Our data flow analysis is inspired from [13] but we do not use the associations as defined. Rather, we only define definition-use (*def-use*) pairs according to their classification to help in our analysis. Like the *def-use* pairs across threads. Our static analysis defines a def-use pair as an ordered triple (x, d, u) such that d is a statement where variable x is defined and u is a statement where x is used. Furthermore, there is a static path from d to u in the program without re-definition of x in-between. Please note, there is a static path from every context switch statement from one thread to the start of a transition of every other thread. A transition starts at the beginning of a thread and right after a context switch. Based on this general observation, we define a *du-path* as a static path between d and u without re-definition of x.

Similarly, we classify event-based synchronization of SystemC by means of the wait/notify function. This can also be considered as a data flow relation. The wait can be considered a definition which suspends the active thread, while the notify is considered a use. The analysis identifies all possible *def-use* pairs of a VP by performing intra-function analysis, and inter-thread analysis. Inter-function analysis is deliberately not performed as it will be compensated for during the taint analysis.

2) Static Taint Analysis: Static taint analysis identifies how a single VP or a variable inside a VP affects or taints other VPs inside a system. The core idea behind the taint analysis wrt. SystemC TLM 2.0 is that any VP inside the SoC when generates a transaction, all the entities and paths it takes to reach the destination entity are also compromised. Because if the generated transaction is malicious, the malicious value can propagate throughout the system and at the end leak some data. Not only does the transaction leaks the data, but all the variables in between also become potential security risks. Static taint analysis may be viewed as a conservative approximation of the full verification of non-interference or the more general concept of secure information flow. Because information flow in a system cannot be verified by examining a single execution trace of that system, the results of taint analysis will necessarily reflect approximate information regarding the information flow characteristics of the SoC to which it is applied. Our taint analysis uses the data flow information (defuse) pairs from Section IV-B1, and combines it with security properties information from Section IV-A1.

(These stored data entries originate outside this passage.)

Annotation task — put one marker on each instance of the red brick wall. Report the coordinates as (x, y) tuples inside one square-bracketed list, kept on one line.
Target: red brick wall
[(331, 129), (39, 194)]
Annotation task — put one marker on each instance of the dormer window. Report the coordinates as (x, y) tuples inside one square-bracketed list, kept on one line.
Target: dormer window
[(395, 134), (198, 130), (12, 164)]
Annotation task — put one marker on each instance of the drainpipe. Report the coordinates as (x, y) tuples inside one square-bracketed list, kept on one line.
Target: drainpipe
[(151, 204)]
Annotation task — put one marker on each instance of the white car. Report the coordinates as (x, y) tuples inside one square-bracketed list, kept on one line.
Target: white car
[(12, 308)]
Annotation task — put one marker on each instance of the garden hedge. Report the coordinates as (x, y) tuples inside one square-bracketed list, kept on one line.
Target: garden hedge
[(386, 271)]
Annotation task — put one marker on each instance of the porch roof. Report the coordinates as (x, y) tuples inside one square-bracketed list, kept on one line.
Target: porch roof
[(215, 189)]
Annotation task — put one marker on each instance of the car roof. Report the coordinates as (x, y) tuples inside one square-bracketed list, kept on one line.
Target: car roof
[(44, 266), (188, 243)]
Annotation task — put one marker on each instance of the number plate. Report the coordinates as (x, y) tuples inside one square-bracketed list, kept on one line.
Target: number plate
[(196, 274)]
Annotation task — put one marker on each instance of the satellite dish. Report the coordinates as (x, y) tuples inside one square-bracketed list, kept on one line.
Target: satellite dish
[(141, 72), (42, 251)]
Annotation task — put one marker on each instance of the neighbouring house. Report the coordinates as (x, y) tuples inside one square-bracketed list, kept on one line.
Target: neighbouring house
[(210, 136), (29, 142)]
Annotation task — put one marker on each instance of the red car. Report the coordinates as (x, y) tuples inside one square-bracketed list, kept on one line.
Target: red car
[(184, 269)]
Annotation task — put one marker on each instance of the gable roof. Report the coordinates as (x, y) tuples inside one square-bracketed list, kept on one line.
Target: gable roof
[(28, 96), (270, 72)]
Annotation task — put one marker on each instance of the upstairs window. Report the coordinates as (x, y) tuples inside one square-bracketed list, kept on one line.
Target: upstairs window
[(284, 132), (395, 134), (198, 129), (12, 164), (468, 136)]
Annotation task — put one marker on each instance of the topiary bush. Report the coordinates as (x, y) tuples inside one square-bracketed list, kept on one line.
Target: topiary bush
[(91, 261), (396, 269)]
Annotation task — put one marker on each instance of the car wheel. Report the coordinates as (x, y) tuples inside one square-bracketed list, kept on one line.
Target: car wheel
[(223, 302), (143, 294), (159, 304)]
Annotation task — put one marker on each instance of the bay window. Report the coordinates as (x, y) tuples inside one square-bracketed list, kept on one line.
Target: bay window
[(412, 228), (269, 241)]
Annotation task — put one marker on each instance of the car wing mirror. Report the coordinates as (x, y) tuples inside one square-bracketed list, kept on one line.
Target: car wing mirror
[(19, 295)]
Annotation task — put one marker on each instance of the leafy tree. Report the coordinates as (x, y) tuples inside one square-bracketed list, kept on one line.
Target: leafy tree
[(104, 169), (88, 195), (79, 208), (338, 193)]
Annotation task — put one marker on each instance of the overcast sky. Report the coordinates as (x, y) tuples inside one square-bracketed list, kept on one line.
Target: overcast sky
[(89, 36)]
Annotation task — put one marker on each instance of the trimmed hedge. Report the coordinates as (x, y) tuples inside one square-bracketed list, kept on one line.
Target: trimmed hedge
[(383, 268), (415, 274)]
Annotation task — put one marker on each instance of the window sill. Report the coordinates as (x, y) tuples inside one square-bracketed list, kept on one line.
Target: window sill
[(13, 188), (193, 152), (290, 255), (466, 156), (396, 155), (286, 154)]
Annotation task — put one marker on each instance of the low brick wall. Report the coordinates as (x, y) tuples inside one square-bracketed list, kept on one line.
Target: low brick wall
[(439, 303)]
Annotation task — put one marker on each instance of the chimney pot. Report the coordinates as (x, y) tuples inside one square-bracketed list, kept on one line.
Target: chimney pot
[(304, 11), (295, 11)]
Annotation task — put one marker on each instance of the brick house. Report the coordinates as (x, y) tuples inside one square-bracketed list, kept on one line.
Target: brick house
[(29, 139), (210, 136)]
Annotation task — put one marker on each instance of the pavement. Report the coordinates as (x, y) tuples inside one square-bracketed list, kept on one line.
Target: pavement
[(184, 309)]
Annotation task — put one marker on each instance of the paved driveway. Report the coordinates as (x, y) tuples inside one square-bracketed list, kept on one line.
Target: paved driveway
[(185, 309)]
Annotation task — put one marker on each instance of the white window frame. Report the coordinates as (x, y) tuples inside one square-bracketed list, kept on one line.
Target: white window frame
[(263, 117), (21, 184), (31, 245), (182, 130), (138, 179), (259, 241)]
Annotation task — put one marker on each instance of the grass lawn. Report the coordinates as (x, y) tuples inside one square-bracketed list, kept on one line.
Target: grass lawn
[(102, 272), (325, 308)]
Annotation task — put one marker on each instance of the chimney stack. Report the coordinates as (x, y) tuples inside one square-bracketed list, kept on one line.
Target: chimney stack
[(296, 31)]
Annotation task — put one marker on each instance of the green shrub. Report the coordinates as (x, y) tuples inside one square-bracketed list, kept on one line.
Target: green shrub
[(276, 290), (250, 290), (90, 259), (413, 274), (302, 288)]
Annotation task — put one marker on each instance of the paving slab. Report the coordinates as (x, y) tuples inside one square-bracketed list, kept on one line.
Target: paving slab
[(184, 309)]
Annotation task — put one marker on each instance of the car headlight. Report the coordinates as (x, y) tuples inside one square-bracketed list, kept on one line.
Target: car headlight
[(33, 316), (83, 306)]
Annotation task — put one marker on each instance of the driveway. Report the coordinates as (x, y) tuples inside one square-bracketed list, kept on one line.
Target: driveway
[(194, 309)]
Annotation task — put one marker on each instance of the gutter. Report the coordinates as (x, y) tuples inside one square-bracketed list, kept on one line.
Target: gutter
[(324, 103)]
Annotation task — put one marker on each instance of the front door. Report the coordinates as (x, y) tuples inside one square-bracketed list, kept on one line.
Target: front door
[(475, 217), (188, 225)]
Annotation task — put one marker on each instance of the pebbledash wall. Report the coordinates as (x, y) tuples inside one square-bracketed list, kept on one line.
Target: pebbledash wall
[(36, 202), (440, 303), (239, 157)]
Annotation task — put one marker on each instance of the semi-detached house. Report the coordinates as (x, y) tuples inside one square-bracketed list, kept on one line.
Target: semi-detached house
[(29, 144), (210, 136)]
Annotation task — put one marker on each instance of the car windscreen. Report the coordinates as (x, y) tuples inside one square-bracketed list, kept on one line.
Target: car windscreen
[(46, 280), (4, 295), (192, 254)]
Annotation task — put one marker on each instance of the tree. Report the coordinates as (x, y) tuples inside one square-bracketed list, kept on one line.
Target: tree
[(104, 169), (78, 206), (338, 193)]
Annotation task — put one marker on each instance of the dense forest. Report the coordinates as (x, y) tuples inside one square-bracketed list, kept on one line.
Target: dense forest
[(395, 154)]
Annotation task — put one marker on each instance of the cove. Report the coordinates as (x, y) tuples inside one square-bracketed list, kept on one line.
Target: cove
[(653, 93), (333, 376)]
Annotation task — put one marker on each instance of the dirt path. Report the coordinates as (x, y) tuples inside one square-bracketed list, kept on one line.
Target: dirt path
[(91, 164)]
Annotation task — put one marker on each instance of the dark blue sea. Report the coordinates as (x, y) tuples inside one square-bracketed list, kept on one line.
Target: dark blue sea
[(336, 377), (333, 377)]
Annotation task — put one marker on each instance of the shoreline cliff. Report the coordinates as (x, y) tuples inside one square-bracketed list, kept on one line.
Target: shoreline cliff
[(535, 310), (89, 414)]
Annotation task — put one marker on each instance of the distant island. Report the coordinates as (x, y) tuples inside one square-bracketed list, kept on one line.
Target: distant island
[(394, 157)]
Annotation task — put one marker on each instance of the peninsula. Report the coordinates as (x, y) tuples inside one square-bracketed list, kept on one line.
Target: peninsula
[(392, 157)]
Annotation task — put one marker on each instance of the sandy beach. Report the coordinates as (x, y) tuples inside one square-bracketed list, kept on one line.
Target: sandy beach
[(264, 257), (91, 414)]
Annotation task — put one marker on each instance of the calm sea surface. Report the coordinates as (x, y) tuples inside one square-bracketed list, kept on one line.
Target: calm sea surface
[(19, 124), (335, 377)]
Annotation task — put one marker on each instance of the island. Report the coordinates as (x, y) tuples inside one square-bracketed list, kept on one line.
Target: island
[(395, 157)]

The source of each property acts as a taint source, it can be a transaction generated in a VP, or it can be an internal variable or register. The sink in each property acts as the final destination where taint source propagates. We define a tainted variable as a variable that is affected by taint source directly or indirectly, for e.g., direct assignment from source or an assignment from a variable which was tainted by source. Hence, for a taint to propagate to *sink*, it is not necessary that the taint source itself has to propagate, rather any of its tainted variables can also propagate. Our static analysis builds a graph of all tainted variables belonging to one taint source. The transfer function for assignments taints the left-hand side if any of the operands on the right-hand side is tainted. Assignments to arrays and memories are treated conservatively by tainting the entire array/ memory. Because at static time we do not know the exact address location which will be accessed.

*3) Information Flow Analysis:* Our information flow analysis interleaves call-graph information, access control information, VP binding information, security properties and data flow analysis to detect vulnerable paths. We define two kinds of paths, 1) Access paths - a path between *source* and *sink.* 2) Extended access paths - combination of access paths.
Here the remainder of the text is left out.